Wilder Westen im Nahen Osten

Endlich können wir unseren Blick von Somalia abwenden, unserem dort ebenso unfreiwillig wie gratis betriebenen Endlager für radioaktive Abfälle, wo wir jedes Jahr Fische für eine Milliarde Dollar stehlen, die wir erstaunlicherweise essen, statt sie im Schnellen Brüter zu Reaktorbrennstäben zu verarbeiten.

Damit Fisch nicht seinen guten Ruf verliert, gesund zu sein, lassen wir unsere Soldaten Fischer jagen, die wir Piraten nennen, weil sie inzwischen nicht mehr Fische sondern Schiffe fangen, das Einzige was außer Giftmüll dort noch im Meer umherschwimmt. Damit wir uns nicht mit dem blutigen Handwerk unserer eigenen Streitkräfte auseinandersetzen müssen, üben wir uns lieber darin, das Besondere in der Routine des Nahostkonflikts zu erkennen, bei dem wir uns erfolgreich einreden, daran völlig unbeteiligt zu sein.

Während wir betroffen dem prasselnden Streubombenfeuerwerk über dem Wilden Westen des Nahen Ostens zusehen, brauchen wir uns nicht einmal zu sorgen, ob wir Partei ergreifen müssen.

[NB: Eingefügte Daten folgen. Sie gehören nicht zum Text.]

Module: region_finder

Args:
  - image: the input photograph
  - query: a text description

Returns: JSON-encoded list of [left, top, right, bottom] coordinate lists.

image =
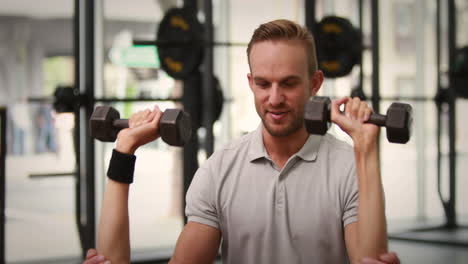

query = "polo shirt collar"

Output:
[[248, 124, 323, 162]]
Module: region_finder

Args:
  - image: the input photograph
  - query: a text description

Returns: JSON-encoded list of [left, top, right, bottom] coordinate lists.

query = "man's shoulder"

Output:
[[322, 133, 354, 156], [201, 131, 255, 167]]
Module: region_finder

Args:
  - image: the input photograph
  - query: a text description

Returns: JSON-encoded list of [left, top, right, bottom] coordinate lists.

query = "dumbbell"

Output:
[[304, 96, 413, 144], [89, 106, 192, 147]]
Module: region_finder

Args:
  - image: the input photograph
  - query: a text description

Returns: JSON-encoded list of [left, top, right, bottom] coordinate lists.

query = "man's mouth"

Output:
[[268, 111, 288, 120]]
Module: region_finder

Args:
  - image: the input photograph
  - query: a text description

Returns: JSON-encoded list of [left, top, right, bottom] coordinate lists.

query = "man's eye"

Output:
[[284, 81, 297, 87]]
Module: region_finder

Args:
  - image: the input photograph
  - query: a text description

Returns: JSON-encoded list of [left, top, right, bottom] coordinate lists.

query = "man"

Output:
[[85, 20, 399, 264]]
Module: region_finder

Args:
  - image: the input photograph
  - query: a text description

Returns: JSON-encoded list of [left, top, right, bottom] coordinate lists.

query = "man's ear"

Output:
[[310, 70, 324, 96], [247, 72, 253, 90]]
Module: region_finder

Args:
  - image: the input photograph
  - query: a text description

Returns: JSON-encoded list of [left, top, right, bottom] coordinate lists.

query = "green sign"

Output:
[[110, 45, 161, 68]]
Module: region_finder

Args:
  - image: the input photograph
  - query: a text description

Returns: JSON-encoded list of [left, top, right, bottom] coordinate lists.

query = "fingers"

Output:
[[360, 258, 386, 264], [151, 105, 163, 129], [128, 105, 162, 128], [86, 248, 97, 259], [345, 97, 372, 122], [379, 252, 400, 264], [83, 255, 111, 264]]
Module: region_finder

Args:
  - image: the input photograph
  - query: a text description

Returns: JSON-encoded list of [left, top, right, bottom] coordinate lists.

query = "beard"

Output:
[[262, 110, 304, 137]]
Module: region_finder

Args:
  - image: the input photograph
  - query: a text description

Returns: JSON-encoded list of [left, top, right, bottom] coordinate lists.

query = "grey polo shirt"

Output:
[[186, 126, 358, 264]]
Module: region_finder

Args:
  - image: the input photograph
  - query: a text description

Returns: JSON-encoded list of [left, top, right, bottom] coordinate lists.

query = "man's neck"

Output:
[[262, 127, 309, 168]]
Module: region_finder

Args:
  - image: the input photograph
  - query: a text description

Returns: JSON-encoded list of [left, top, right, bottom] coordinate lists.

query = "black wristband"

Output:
[[107, 149, 136, 184]]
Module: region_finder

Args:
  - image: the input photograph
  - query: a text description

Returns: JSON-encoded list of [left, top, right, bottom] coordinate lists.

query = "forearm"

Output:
[[355, 143, 387, 257], [97, 139, 136, 263], [97, 180, 130, 264]]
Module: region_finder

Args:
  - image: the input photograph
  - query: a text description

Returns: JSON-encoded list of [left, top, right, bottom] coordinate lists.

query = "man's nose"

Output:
[[269, 84, 285, 106]]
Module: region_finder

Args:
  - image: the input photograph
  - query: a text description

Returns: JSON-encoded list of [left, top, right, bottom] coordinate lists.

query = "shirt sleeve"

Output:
[[185, 167, 219, 229], [342, 162, 359, 227]]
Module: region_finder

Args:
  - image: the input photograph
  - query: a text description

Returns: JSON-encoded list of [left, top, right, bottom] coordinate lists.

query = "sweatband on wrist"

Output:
[[107, 149, 136, 184]]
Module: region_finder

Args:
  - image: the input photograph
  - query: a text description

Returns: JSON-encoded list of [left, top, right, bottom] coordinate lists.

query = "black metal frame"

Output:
[[74, 0, 96, 257], [305, 0, 468, 247], [0, 107, 7, 264], [389, 0, 468, 247]]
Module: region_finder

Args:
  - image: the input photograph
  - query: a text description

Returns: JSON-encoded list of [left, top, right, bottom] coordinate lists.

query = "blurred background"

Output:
[[0, 0, 468, 263]]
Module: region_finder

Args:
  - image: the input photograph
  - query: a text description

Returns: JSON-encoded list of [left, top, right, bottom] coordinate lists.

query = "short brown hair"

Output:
[[247, 19, 317, 74]]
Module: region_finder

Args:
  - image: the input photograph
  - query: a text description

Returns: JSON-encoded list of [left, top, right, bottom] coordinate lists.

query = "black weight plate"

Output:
[[315, 16, 362, 78], [157, 8, 203, 79]]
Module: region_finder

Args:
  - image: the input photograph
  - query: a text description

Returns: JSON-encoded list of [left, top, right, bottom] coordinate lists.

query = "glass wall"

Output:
[[0, 0, 81, 263]]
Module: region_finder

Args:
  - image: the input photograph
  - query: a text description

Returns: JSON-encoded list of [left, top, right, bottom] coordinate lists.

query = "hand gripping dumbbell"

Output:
[[89, 106, 192, 146], [304, 96, 413, 144]]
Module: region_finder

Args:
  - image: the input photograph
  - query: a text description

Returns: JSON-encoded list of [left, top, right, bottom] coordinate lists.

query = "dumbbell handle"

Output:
[[112, 119, 128, 128], [365, 113, 387, 126]]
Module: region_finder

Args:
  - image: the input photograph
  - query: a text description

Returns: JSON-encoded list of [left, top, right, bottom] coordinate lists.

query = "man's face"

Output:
[[247, 41, 323, 137]]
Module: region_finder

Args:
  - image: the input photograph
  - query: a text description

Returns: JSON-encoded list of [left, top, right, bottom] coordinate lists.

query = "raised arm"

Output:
[[90, 107, 221, 264], [97, 107, 162, 264], [332, 98, 387, 263]]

Psychopathische Kriegstreiber haben schließlich beide Seiten, resümieren wir zufrieden. Aus reiner Nächstenliebe gepaart mit untrüglichem Sinn für Gerechtigkeit, beliefern wir sie auch beide mit Geld und Waffen.

Kritisch verweisen wir darauf, daß es doch Regeln dafür gibt, wie Kriege korrekt zu führen sind, obwohl selbst dem kopflahmsten klar sein muß, daß sich daran niemand halten wird, sobald er in den Krieg zieht. Wenn über hundert Staaten Streubomben ächten, tun sie das aus dem selben Grund, warum die übrigen sie verwenden. Sie demoralisieren die gegnerische Bevölkerung, indem sie deren Kinder zerhächseln und schonen dabei die Infrastruktur. Militärisch ist das ideal, denn wer den Rückhalt seines Volks verliert, verliert den Krieg.

Der calamitas collateralis ist keine unbeabsichtigte Nebenwirkung eines ansonsten redlichen Handwerks, wie die PR-Agenturen der Kriegsbranche nicht müde werden zu behaupten, sondern ein wirksames und willkommenes Mittel, den Gegner das Fürchten zu lehren. Der Euphemimus „Begleitschaden“ entstammt offensichtlich den gleichen schwer erkrankten Denkorganen, jener Zyniker, die sich auch ausgedacht haben, aus der Luft geführte Fächenbombardements, mit Begriffen aus der Heilkunde zu beschreiben.

Obwohl wir das alles wissen, räkeln wir uns behaglich in unseren Fernsehsesseln und reden uns ein, Kriege würden zwischen Armeen ausgetragen, deren Angehörige sich ihren Beruf selbst ausgesucht haben. So wie die Piraten von Somalia, die ja schließlich auch eine Banklehre hätten machen können.